Komitmen IETC untuk Pengembangan Profesional dengan Menyelenggarakan Workshop ESP berbasis AI: Luaran Antologi Refleksi dan Rencana Pengajaran

Yogyakarta, 26 Agustus 2026 – Indonesian ESP Teachers Community (IETC) bersama Program Studi Pendidikan Bahasa Inggris, Universitas Muhammadiyah Yogyakarta (UMY) sukses menyelenggarakan workshop tatap muka bertajuk Integrating AI into ESP Practice: Needs Analysis – Materials Development – Assessment Design pada Senin, 24 Agustus 2026. Kegiatan yang didukung oleh Lukman Batik Workshop ini menjadi bukti nyata komitmen IETC dalam memajukan kompetensi para pengajar ESP di Indonesia.

Workshop yang digelar di Main Conference Room, Gedung AR Fachruddin A Lantai 5, UMY ini menghadirkan tiga narasumber ahli, yaitu Dwi Yulianto Nugroho, M.Ed., Ph.D. (IETC/Universitas Pelita Harapan), Banatul Murtafiah, S.Pd., M.Pd. (Universitas Islam Indonesia), dan FX. Risang Baskara, Ph.D. (Universitas Sanata Dharma). Dengan pendekatan praktik langsung (hands-on), peserta diajak aktif menganalisis kebutuhan, mengembangkan bahan ajar, hingga merancang asesmen pembelajaran ESP melalui pemanfaatan kecerdasan buatan (AI) secara efektif, pedagogis, dan etis.

Salah satu capaian penting dari workshop ini yaitu penyusunan sebuah antologi yang berisi kumpulan refleksi dan rencana pengajaran dari para peserta. Setiap peserta menuliskan refleksi atas praktik mengajar yang telah mereka jalankan selama ini, serta merancang rencana pengajaran ke depan dengan mengintegrasikan AI. Karya ini menjadi dokumen berharga yang merekam perjalanan profesional para pengajar ESP dan menjadi inspirasi bagi anggota komunitas lainnya.

Sepanjang sesi workshop, suara-suara peserta didengar dan ditanggapi secara serius. Banyak di antara mereka yang mengaku semakin tersadarkan bahwa selama ini praktik penggunaan AI dalam pengajaran ESP yang mereka jalankan masih belum sepenuhnya memperhatikan beberapa aspek krusial. Mereka menyadari bahwa pemanfaatan AI selama ini cenderung instan dan teknologis, tanpa didasari oleh analisis kebutuhan yang mendalam sesuai tuntutan pemangku kepentingan (stakeholder), belum mempertimbangkan aspek etik secara memadai, kurang memperhatikan perlindungan data pribadi peserta didik, serta mengabaikan esensi pedagogi dalam penyusunan materi dan asesmen. Kesadaran ini menjadi titik balik yang mengubah cara pandang mereka terhadap integrasi AI di kelas ESP.

Ketua IETC, Dr. Luluk Iswati, S.Pd., M.Hum., menyampaikan apresiasinya atas antusiasme peserta dan keberhasilan acara ini. “Workshop ini bukan sekadar ajang pelatihan, tetapi ruang bagi para pengajar ESP untuk berbagi pengalaman, berefleksi, dan merencanakan masa depan pengajaran mereka. Antologi yang dihasilkan bukan hanya sekadar kumpulan tulisan, tetapi merupakan cerminan perjalanan profesional anggota IETC yang terus belajar dan berkembang.

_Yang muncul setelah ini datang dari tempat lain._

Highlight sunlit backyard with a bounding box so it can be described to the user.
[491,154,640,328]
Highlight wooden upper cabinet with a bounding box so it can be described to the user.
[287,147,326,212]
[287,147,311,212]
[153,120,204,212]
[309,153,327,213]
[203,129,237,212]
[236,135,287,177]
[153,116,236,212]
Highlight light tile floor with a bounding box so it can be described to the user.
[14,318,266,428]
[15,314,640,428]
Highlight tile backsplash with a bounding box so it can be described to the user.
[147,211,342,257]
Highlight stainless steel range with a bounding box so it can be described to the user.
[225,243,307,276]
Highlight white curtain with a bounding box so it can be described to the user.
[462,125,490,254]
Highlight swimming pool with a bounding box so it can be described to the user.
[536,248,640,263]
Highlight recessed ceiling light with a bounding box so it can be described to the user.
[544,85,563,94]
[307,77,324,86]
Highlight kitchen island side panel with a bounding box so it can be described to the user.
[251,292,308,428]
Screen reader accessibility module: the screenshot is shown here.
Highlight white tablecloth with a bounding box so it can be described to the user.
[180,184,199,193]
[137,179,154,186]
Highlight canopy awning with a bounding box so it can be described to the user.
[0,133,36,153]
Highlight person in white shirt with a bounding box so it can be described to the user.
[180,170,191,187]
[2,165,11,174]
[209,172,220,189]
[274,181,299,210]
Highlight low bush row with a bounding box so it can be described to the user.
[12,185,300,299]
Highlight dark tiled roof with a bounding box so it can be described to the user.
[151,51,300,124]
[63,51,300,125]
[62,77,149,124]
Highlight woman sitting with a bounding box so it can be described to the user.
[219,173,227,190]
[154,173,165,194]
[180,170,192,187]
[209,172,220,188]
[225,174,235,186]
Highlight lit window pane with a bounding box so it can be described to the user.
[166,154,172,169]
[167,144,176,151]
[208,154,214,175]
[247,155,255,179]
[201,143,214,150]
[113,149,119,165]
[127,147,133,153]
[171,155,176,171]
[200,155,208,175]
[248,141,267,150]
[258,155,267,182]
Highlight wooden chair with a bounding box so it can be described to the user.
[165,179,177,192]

Kami akan mendokumentasikan dan membagikan antologi ini kepada seluruh anggota sebagai sumber inspirasi dan bahan diskusi kolektif ke depan,” ujar Dr. Luluk Iswati.

Keberhasilan workshop ini menjadi pijakan kuat bagi IETC untuk terus menghadirkan program-program serupa. Antologi refleksi dan rencana pengajaran yang lahir dari workshop ini akan menjadi warisan berharga yang menunjukkan bahwa IETC adalah komunitas yang aktif, reflektif, dan berorientasi pada kemajuan bersama.